Cloth for Work (CFW) is a holistic rural development initiative, where the Goonj team motivates village communities to solve their own problems with Family Kits (containing the requirements of a family which is gifted to a family for participating in various village development works). Under the initiative, close to 9,500 members have been given kits in Karnataka. “The idea is that it feels like a reward for doing something for their own community and it gives them a sense of ownership. We don't look at them as beneficiaries, but as stakeholders, and that changes the way the whole initiative is run because it is then managed by the village community which identifies the problem and also works towards the solution. We just facilitate the help that is needed. We have had communities gathering to dig wells, construct bamboo bridges, clean water bodies and other such issues with none of them feeling burdened, but rather like an active stakeholder," explains Meenakshi.
"We are currently targeting 11 districts through our partner NGOS in various places and we take the entire village under our initiatives which can be health and hygiene and also desilting of ponds and others," says Chandan.
Goonj has 27 collection camps located across the city where people can drop the requirements. In a recent drive, the NGO collected school-related material and also baby products like prams and toys. “This is an ongoing project and people drop unused or no longer in use products which after going through a detailed process of selection are then collected and sent to various shelters or Anganwadis in and across the city and also schools in villages," explains Meenakshi. The idea is to channelise urban surplus, like educational material, to small resource-starved schools in far-flung villages.
These materials are powerful tools for behavioural changes among children in rural schools. “The dropout rates have reduced drastically as children are more intrigued to come to education centres that have interesting materials," Chandan adds.

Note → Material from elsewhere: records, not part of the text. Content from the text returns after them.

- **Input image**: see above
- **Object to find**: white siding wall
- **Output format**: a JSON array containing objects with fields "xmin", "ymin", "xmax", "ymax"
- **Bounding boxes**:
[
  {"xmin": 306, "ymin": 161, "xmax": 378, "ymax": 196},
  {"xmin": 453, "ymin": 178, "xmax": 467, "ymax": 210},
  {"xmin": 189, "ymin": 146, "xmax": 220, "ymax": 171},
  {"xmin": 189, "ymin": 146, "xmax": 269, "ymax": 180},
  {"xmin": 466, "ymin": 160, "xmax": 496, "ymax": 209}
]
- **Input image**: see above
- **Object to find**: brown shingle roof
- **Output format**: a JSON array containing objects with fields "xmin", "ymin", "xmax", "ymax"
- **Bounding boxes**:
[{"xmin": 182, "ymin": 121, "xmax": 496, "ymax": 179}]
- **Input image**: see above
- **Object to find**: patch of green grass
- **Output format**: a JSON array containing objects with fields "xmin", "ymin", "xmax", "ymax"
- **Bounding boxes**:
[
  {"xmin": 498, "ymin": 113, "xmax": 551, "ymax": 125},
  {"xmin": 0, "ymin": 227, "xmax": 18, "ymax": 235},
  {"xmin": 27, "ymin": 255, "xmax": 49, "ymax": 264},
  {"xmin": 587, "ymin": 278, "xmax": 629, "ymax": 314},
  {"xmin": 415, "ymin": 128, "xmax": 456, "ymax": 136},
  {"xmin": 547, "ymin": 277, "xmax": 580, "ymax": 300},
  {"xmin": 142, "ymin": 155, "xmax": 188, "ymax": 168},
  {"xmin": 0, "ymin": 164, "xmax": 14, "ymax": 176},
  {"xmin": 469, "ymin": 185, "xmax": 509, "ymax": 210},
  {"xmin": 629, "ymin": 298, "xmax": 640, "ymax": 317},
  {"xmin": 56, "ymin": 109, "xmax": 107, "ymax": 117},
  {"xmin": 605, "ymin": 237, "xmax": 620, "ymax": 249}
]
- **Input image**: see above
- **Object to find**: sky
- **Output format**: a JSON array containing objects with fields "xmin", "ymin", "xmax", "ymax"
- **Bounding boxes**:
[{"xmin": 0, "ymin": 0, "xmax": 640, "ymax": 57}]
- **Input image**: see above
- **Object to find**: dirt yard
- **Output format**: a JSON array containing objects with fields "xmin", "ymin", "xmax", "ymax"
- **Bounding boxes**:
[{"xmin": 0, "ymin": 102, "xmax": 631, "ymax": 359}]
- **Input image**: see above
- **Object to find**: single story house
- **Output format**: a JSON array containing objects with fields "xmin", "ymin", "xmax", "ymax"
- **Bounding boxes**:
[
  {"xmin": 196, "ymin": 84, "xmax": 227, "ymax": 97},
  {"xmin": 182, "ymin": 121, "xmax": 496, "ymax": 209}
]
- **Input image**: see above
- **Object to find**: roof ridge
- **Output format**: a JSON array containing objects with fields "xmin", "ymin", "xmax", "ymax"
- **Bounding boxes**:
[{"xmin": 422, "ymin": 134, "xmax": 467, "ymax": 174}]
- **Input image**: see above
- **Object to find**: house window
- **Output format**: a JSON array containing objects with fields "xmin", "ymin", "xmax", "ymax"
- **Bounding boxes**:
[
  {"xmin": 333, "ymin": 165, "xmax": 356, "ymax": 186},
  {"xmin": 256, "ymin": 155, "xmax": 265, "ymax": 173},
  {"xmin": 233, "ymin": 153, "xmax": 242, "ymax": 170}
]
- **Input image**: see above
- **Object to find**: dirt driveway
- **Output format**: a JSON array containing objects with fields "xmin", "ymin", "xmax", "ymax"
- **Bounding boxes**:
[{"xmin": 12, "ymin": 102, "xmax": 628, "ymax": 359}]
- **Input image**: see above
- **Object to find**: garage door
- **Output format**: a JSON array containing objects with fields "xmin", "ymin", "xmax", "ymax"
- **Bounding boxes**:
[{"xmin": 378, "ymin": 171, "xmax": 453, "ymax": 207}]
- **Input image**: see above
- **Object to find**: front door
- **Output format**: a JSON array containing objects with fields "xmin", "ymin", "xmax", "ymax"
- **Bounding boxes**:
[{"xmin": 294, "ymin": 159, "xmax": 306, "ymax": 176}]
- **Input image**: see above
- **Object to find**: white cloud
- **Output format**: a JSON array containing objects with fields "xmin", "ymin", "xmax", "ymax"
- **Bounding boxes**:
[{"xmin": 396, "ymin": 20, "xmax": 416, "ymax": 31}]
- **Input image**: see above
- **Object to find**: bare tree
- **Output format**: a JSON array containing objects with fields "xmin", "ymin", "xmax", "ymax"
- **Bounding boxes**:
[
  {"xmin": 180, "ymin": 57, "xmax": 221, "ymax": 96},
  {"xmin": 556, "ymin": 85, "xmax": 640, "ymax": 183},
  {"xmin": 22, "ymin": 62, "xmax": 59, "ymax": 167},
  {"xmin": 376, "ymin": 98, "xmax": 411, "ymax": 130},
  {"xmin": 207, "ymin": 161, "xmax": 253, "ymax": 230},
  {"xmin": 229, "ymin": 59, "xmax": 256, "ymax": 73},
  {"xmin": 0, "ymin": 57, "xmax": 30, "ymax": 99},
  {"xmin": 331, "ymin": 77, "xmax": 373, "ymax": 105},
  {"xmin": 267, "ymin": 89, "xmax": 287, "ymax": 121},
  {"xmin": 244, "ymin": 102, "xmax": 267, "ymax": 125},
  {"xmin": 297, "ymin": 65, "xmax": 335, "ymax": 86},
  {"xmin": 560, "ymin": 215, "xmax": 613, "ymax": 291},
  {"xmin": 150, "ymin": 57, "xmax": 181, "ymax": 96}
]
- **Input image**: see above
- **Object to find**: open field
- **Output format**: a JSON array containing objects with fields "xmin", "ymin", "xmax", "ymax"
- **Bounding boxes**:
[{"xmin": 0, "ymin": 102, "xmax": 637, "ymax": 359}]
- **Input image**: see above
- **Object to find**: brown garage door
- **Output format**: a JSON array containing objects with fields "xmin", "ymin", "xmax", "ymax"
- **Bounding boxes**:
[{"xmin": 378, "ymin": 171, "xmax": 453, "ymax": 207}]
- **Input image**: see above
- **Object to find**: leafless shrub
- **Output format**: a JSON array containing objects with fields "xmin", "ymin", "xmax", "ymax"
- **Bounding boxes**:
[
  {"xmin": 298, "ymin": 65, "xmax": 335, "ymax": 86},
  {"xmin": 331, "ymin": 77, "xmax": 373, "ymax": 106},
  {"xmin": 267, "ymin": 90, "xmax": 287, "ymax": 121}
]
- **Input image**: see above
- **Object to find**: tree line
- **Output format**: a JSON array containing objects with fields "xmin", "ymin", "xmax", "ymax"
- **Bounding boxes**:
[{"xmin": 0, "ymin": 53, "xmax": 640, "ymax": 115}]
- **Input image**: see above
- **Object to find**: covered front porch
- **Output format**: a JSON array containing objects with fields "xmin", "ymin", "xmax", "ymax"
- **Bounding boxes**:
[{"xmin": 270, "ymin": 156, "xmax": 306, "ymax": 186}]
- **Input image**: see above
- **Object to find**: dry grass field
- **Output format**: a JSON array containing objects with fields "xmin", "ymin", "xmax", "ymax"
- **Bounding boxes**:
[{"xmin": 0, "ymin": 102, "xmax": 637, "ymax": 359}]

Another source of livelihood for the village women comes from the Cloth for Work initiative. “It dignifies receiving while putting the decision making (about what issues to work on) in the hands of rural communities, giving them a sense of empowerment in solving their own problems. Women make sanitary napkins from unused cloth materials which obviously are in good condition, but not as good as the one that is collected from various collection drives. It also solves the problem of excess by channelising it into something that is essential," Meenakshi stresses.